The test results indicate that a white prime layer is commonly present in the polychrome paintings of the Flower Peking Opera Theatre. This technological feature significantly differs from the practices of official Qing Dynasty polychrome paintings and also varies from the common structures of polychrome paintings in other regions, fully demonstrating the distinct regional characteristics. The detection of BaSO₄ and gypsum (CaSO₄·2H₂O) in the white prime layer suggests that the polychrome paintings were restored in the late Qing Dynasty or later, reflecting the changes in later restoration techniques. This provides important physical evidence for exploring the diversity of local polychrome painting technique systems in the Qing Dynasty. In the next step of the research, elemental distribution scans of Ba and Ca can be conducted on the white prime layer to determine the manufacturing process. Meanwhile, tests on the organic binding medium in the ground layer show that it is mainly drying oil, most likely tung oil. As a common drying oil, tung oil is characterized by rapid drying, good gloss, and strong water resistance. It is often used in the production of the ground layer for ancient architectural polychrome paintings, providing a certain degree of protection for the paintings. No significant markers of animal glue were detected, which is consistent with the technological tendencies of some decorative paintings in the late Qing Dynasty.

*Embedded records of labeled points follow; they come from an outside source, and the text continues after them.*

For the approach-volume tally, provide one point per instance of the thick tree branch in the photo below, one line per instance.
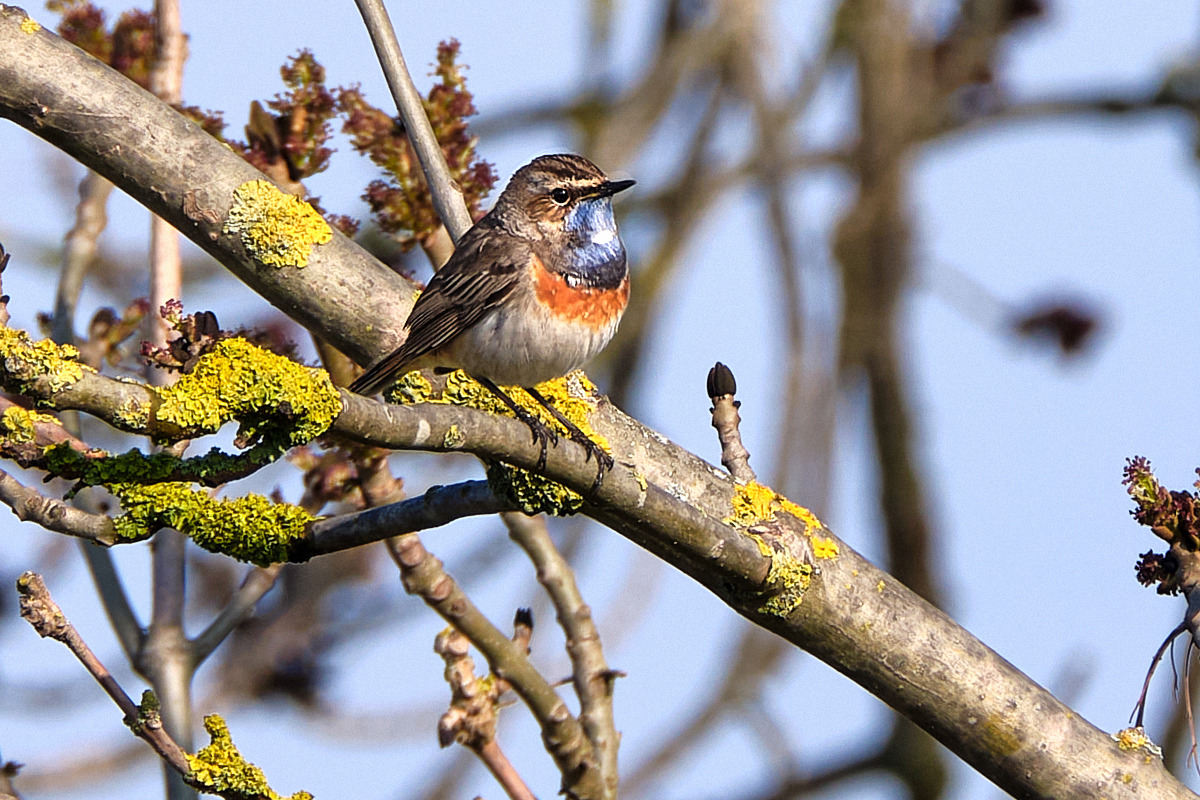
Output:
(851, 614)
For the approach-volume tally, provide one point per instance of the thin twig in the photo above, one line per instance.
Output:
(589, 672)
(79, 250)
(166, 657)
(1139, 709)
(563, 735)
(257, 583)
(40, 609)
(721, 388)
(447, 196)
(507, 775)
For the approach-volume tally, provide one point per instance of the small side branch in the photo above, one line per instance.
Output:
(589, 673)
(447, 196)
(423, 575)
(31, 505)
(721, 388)
(40, 609)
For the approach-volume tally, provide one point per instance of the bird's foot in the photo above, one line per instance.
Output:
(604, 461)
(543, 434)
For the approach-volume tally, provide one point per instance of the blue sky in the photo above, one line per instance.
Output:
(1023, 451)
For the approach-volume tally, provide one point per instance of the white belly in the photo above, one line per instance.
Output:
(527, 346)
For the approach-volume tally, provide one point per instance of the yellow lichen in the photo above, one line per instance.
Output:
(787, 579)
(276, 228)
(453, 438)
(571, 395)
(221, 769)
(754, 503)
(789, 576)
(825, 548)
(1134, 738)
(259, 389)
(19, 425)
(132, 414)
(23, 360)
(249, 529)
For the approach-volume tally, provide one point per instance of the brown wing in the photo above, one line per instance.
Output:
(479, 276)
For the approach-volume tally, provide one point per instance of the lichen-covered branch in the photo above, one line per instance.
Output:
(772, 564)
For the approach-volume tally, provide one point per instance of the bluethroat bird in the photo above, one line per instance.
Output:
(532, 292)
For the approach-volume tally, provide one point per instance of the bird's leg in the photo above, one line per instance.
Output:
(604, 461)
(541, 433)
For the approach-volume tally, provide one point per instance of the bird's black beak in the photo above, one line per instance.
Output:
(611, 187)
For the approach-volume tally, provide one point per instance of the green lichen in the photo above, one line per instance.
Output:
(249, 529)
(412, 389)
(533, 493)
(149, 713)
(571, 395)
(786, 582)
(221, 769)
(275, 400)
(19, 425)
(136, 467)
(276, 228)
(23, 360)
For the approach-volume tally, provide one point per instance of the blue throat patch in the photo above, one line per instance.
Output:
(594, 253)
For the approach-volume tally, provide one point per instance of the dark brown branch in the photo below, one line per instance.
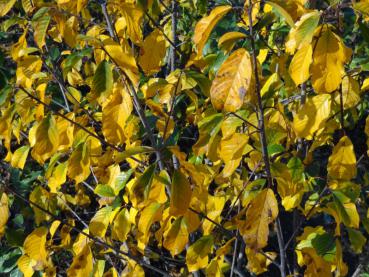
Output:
(116, 250)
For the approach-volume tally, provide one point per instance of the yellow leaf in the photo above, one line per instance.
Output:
(150, 214)
(102, 83)
(342, 162)
(312, 116)
(35, 246)
(271, 85)
(4, 213)
(232, 82)
(214, 207)
(26, 264)
(205, 26)
(65, 129)
(257, 263)
(263, 210)
(5, 6)
(19, 157)
(46, 140)
(27, 68)
(153, 43)
(82, 264)
(233, 147)
(40, 23)
(124, 60)
(350, 92)
(228, 40)
(300, 64)
(329, 57)
(281, 12)
(180, 194)
(133, 269)
(100, 222)
(79, 163)
(302, 33)
(133, 17)
(58, 177)
(197, 254)
(121, 225)
(70, 31)
(43, 199)
(115, 114)
(176, 236)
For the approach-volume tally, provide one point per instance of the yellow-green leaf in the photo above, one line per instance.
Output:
(40, 23)
(176, 237)
(300, 64)
(180, 194)
(153, 43)
(82, 264)
(115, 114)
(79, 163)
(102, 83)
(342, 162)
(19, 157)
(100, 222)
(205, 26)
(357, 240)
(329, 57)
(197, 254)
(282, 12)
(232, 82)
(350, 92)
(312, 116)
(262, 211)
(58, 177)
(46, 140)
(121, 225)
(303, 31)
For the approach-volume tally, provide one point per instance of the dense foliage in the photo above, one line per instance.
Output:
(183, 137)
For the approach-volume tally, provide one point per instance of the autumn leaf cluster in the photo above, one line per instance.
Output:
(184, 137)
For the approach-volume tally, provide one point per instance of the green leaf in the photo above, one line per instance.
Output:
(282, 13)
(134, 151)
(325, 246)
(296, 168)
(40, 23)
(275, 149)
(102, 83)
(104, 191)
(357, 240)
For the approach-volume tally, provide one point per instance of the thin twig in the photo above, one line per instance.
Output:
(304, 219)
(262, 132)
(96, 240)
(102, 140)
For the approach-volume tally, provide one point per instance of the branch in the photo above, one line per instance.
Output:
(102, 140)
(116, 251)
(263, 139)
(138, 108)
(304, 219)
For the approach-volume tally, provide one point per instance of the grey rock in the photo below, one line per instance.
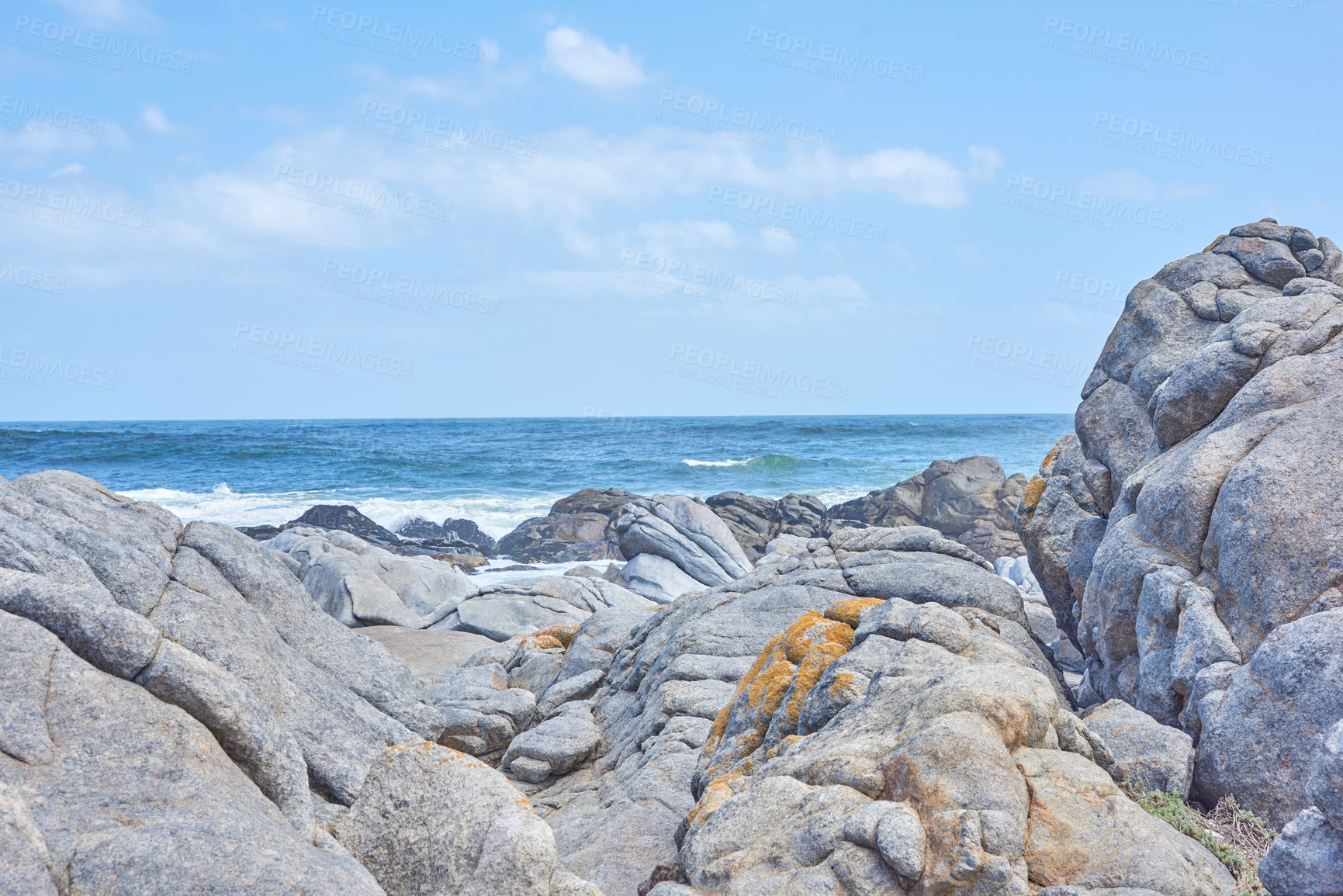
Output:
(431, 820)
(1263, 742)
(576, 528)
(1220, 545)
(902, 841)
(504, 614)
(1307, 857)
(1146, 752)
(1324, 787)
(1268, 260)
(427, 653)
(562, 743)
(924, 576)
(580, 687)
(145, 806)
(656, 578)
(344, 517)
(685, 532)
(950, 496)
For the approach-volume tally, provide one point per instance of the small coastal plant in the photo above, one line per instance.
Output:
(1236, 835)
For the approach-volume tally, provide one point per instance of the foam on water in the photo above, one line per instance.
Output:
(500, 472)
(496, 515)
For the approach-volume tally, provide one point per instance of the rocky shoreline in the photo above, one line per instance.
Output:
(966, 683)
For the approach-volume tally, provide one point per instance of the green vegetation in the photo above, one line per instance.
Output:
(1237, 837)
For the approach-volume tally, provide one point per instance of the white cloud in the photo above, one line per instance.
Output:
(985, 163)
(156, 121)
(589, 61)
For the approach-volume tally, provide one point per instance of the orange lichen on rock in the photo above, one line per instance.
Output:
(1030, 497)
(715, 794)
(786, 670)
(846, 611)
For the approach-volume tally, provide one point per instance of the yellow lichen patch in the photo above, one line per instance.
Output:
(794, 659)
(720, 721)
(562, 633)
(1032, 496)
(715, 794)
(846, 611)
(810, 628)
(538, 641)
(808, 673)
(843, 681)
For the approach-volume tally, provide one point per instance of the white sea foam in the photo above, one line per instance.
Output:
(692, 462)
(496, 515)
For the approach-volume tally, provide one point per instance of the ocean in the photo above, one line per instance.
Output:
(500, 472)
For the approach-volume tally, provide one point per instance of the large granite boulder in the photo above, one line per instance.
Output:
(1147, 754)
(755, 521)
(180, 716)
(454, 534)
(344, 517)
(431, 820)
(684, 531)
(801, 730)
(1189, 536)
(109, 789)
(501, 611)
(971, 500)
(574, 530)
(362, 583)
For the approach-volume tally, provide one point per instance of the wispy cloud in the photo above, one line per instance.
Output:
(589, 61)
(156, 121)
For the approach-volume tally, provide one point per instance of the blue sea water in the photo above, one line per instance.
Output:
(500, 472)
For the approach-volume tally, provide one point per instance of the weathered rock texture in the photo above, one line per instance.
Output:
(1189, 536)
(868, 714)
(755, 521)
(360, 583)
(970, 500)
(180, 716)
(575, 530)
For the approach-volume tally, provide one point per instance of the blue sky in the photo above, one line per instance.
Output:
(403, 210)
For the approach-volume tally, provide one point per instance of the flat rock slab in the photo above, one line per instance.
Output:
(429, 653)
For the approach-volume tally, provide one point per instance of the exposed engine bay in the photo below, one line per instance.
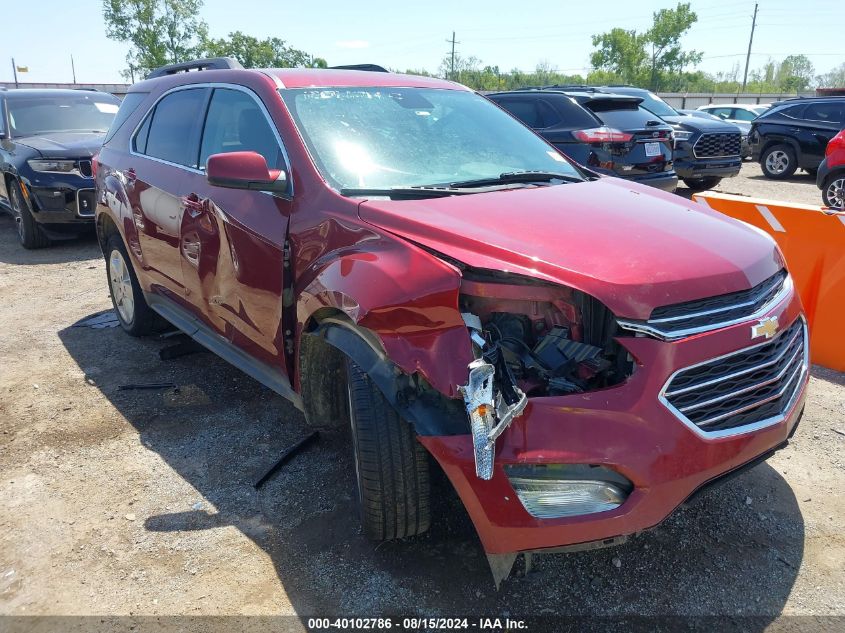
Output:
(532, 339)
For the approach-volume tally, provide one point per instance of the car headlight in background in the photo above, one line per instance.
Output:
(681, 136)
(53, 165)
(553, 491)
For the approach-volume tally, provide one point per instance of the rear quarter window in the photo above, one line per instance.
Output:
(626, 116)
(129, 104)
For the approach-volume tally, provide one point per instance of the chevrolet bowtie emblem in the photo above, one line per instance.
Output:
(767, 327)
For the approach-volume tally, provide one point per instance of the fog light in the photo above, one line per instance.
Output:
(563, 490)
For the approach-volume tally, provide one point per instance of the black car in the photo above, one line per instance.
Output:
(47, 141)
(705, 151)
(794, 133)
(610, 134)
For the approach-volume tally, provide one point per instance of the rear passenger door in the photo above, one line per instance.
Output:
(821, 121)
(232, 241)
(163, 153)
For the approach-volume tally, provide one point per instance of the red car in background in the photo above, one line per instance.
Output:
(397, 255)
(831, 175)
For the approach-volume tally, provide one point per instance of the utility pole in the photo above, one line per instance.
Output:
(748, 56)
(452, 64)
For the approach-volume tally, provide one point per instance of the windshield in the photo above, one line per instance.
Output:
(405, 137)
(656, 105)
(65, 113)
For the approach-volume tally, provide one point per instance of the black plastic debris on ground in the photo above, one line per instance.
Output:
(99, 321)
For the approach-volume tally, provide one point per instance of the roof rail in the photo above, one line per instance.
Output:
(213, 63)
(373, 68)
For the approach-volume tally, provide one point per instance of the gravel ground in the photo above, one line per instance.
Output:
(140, 503)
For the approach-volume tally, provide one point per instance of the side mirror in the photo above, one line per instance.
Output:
(244, 170)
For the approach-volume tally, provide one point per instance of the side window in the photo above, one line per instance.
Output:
(236, 123)
(129, 104)
(171, 131)
(548, 115)
(743, 115)
(824, 113)
(523, 109)
(792, 113)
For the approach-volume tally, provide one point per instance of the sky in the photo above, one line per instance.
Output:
(410, 35)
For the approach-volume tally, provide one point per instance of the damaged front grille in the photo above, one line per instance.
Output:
(692, 317)
(718, 145)
(752, 387)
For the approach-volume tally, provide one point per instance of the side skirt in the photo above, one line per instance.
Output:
(208, 338)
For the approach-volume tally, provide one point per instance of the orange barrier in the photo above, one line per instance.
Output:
(813, 243)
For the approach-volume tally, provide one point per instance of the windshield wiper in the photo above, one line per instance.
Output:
(517, 176)
(429, 191)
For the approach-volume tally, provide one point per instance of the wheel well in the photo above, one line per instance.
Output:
(105, 229)
(782, 141)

During the analysis of pigment composition, the determination of ultramarine was achieved through the combined use of Raman spectroscopy and observations under a polarizing microscope. To further clarify the properties of ultramarine, in subsequent research, ultramarine samples can be excited in the ultraviolet region and their Raman spectra can be detected. If the ultramarine is confirmed to be artificial, the production time of the corresponding parts in the currently observed polychrome paintings of the Flower Peking Opera Theatre is no earlier than the late Qing Dynasty. This not only provides a scientific basis for dating architectural polychrome paintings but also reveals the influence of foreign cultures on the use of raw materials in late-stage paintings from the perspective of material history.

Based on our research on the composition and structure of the Flower Peking Opera Theatre decorative paintings, and knowing that the binder in the pigment layer is a drying oil (maybe tung oil) that is sensitive to polar solvents, we should avoid using water or alcohol-based polar solvents for large-scale cleaning in future conservation work. First, we should do some small-scale local tests and prefer physical cleaning methods. For pigment layers that are lifting or becoming powdery, the consolidants we choose need to be well-compatible and adhesive with the aged drying oil (tung oil). We can think about testing and evaluating low-concentration acrylic materials. We need to be careful because the aging of tung oil might affect how it bonds with the consolidant. So, when choosing a consolidant, we have to consider this factor carefully to make sure we can effectively protect and restore the Flower Peking Opera Theatre decorative paintings.